Reference genomes and bioinformatics

To perform a reference-based transcriptomic analysis, we used the CDS sequences associated with each predicted gene in 84 bacterial and 22 fungal genomes, as well as in the A. thaliana TAIR10 genome (downloaded from http://arabidopsis.org). All bacterial genomes were previously published (downloaded from http://at-sphere.com)37. 17/22 fungal genomes were previously published (downloaded from https://mycocosm.jgi.doe.gov)38. The other fungi (5/22, Plectospaerella_cucumerina_MPI-CAGE-AT-0143: Plecto143, Fusarium_oxysporum_MPI-CAGE-AT-0013: Fusarium13, Fusarium_redolens_MPI-CAGE-CH-0216: Fusarium216, Fusarium_oxysporum_MPI-CAGE-CH-0226: Fusarium226, Fusarium_equiseti_MPI-CAGE-CH-0233: Fusarium233, four from genus Fusarium and one from species Plectosphaerella cucumerina) used in our experiments were sequenced de novo and their assemblies can be accessed via ENA (PRJEB50298 and PRJEB61839). First, their genomic DNA was extracted from freshly growing mycelium using a modified CTAB-based protocol, as previously described70. Genomes were then assembled using CANU v1.871, and assemblies were polished with Arrow v0.14. Gene prediction was performed with FGENESH v8.0.072, with reference matrix Fusarium for the 4 Fusarium strains and matrix Torrubiella hemipterigena for the Plectosphaerella cucumerina strain.

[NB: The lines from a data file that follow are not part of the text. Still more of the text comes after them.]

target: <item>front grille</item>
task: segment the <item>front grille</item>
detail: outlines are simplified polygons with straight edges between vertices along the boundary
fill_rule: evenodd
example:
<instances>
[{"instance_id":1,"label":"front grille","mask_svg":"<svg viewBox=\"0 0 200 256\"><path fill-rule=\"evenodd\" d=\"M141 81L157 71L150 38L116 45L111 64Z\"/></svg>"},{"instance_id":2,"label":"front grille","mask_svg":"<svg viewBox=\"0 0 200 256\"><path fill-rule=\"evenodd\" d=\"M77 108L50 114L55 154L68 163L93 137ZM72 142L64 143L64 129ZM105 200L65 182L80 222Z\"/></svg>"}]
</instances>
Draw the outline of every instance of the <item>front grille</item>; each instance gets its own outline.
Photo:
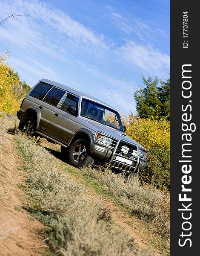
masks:
<instances>
[{"instance_id":1,"label":"front grille","mask_svg":"<svg viewBox=\"0 0 200 256\"><path fill-rule=\"evenodd\" d=\"M129 148L129 149L127 153L124 153L121 151L123 146L127 147ZM137 148L136 145L131 144L127 143L127 142L125 142L123 140L121 140L119 143L117 148L115 154L122 157L128 157L128 158L130 158L131 159L136 160L137 157L134 157L132 154L133 150L136 150L137 151Z\"/></svg>"},{"instance_id":2,"label":"front grille","mask_svg":"<svg viewBox=\"0 0 200 256\"><path fill-rule=\"evenodd\" d=\"M114 138L113 137L109 137L112 140L112 142L111 145L111 147L113 149L115 148L117 144L117 139L116 139L115 138Z\"/></svg>"},{"instance_id":3,"label":"front grille","mask_svg":"<svg viewBox=\"0 0 200 256\"><path fill-rule=\"evenodd\" d=\"M129 148L129 150L127 148ZM127 152L123 150L127 151ZM114 151L114 155L111 157L109 165L111 167L125 171L135 172L139 163L138 157L135 155L138 152L137 146L127 143L123 140L118 142L117 148ZM132 154L133 151L135 154Z\"/></svg>"}]
</instances>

Fungal gene annotation was performed using emapper v273 but also different specialized tools: BUSCO2 v5.4.774 (with database ascomycota_odb10) to identify ascomycetal conserved genes likely involved in primary metabolism, SignalP342 v6.0 to predict genes encoding secreted proteins, EffectorP4 v3.043 (run in fungal mode on predicted secreted proteins) to identify candidate effector-encoding genes and dbCan244 v4.0.0 to annotate genes encoding carbohydrate-active enzymes. In addition, we used the tool PHIB-Blast (http://phiblast.phi-base.org/) to identify homologs of fungal differentially expressed genes that have been previously characterized and are referenced in database PHIBase6 v4.1545.

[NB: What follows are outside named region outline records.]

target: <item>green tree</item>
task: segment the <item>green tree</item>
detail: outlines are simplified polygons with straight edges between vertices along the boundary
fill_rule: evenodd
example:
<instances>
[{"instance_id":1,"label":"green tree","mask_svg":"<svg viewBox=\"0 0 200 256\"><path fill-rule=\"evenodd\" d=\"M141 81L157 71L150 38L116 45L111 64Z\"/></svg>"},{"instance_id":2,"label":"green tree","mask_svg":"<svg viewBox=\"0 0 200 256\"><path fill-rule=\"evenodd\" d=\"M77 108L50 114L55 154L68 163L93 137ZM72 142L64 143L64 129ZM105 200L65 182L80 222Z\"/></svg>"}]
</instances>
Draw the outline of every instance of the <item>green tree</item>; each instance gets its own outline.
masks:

Functional annotation of the microbial genomes was carried out using the tools emapper v2.1.5 and the EggNog database on the protein models associated with each predicted gene73. From the total EggNog annotation, we used COG categories, GO terms and KEGG orthology groups. To be able to compare the transcription of orthologous genes in the bacterial and fungal communities, two orthology predictions were performed with OrthoFinder v2.2.750, using default parameters. Functional annotation of OGs was performed by identifying the best representative sequence in each OG using HMMER v3.1 (as previously suggested by Mesny and colleagues37), and considering the annotation of this sequence as one of the total OG. Alternatively, to the use of OrthoFinder-defined OGs, we also used the curated KEGG orthology groups, as implemented in the EggNog database and annotated by emapper. The bioinformatic pipeline used to analyze RNA datasets is summarized in Supplementary Fig. 11.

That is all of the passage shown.